Amateur Reader said...

I second zhiv - this was some fine research.

I don't know if they quite count as drinking scenes, but it is very common in E. T. A. Hoffmann stories that weird things only start to happen after someone has a had a drink or a puff of something.

I'm also reminded of the scene in "The Old Curisoity Shop" where the demonic villain torments his own lawyer by making him drink boiling punch.

Lisa Hayden Espenschade said...

Enjoy the punch and the book... I loved it when I read it 20 years ago, for, yes, a course on "War and Peace." Thank you for the blog -- I hope it's as much fun to write as it is to read!

Robby Virus said...

Thanks for the kind words, everyone! My goal is to leave no alcohol-related question unanswered when it comes to the world's great literature. This project/blog has been a blast for me, and I'm glad that you're enjoying it as well1

Charles Minus said...

Thanks for the work on rack punch. I had the same question when I read VF, but was unable to get as far in my research as you were. My wife was complaining about all the empty bottles.

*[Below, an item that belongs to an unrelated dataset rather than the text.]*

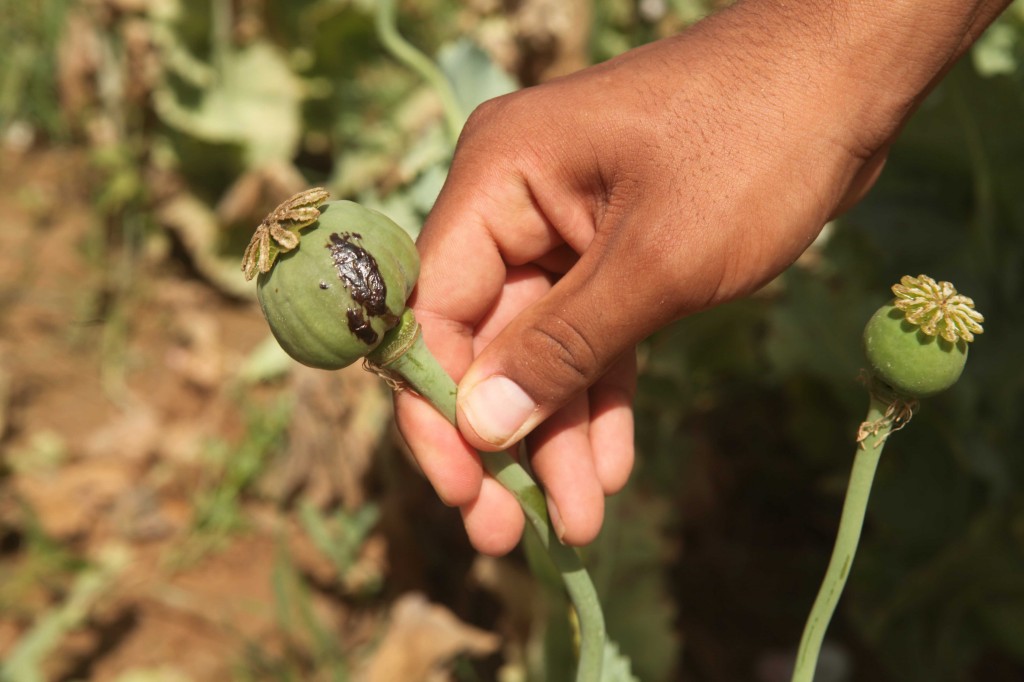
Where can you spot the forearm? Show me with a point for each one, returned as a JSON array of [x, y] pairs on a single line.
[[882, 55]]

But there is one question you did not answer. What does it taste like, this Arak? Have you tried to make rack punch from it?
Inquiring minds want to know.

connie said...

I'm wondering if Arak tastes like that nasty liquor of Greece, Raki,
or Sligovitza of Yugoslavia, equally nasty, which are basically grain alcohol. worst hangover ever.

Robby Virus said...

Hi Connie, I haven't had those liquors before, but when I tried some Arak straight it wasn't bad...tasted like rum as I recall. It definitely wasn't horrible.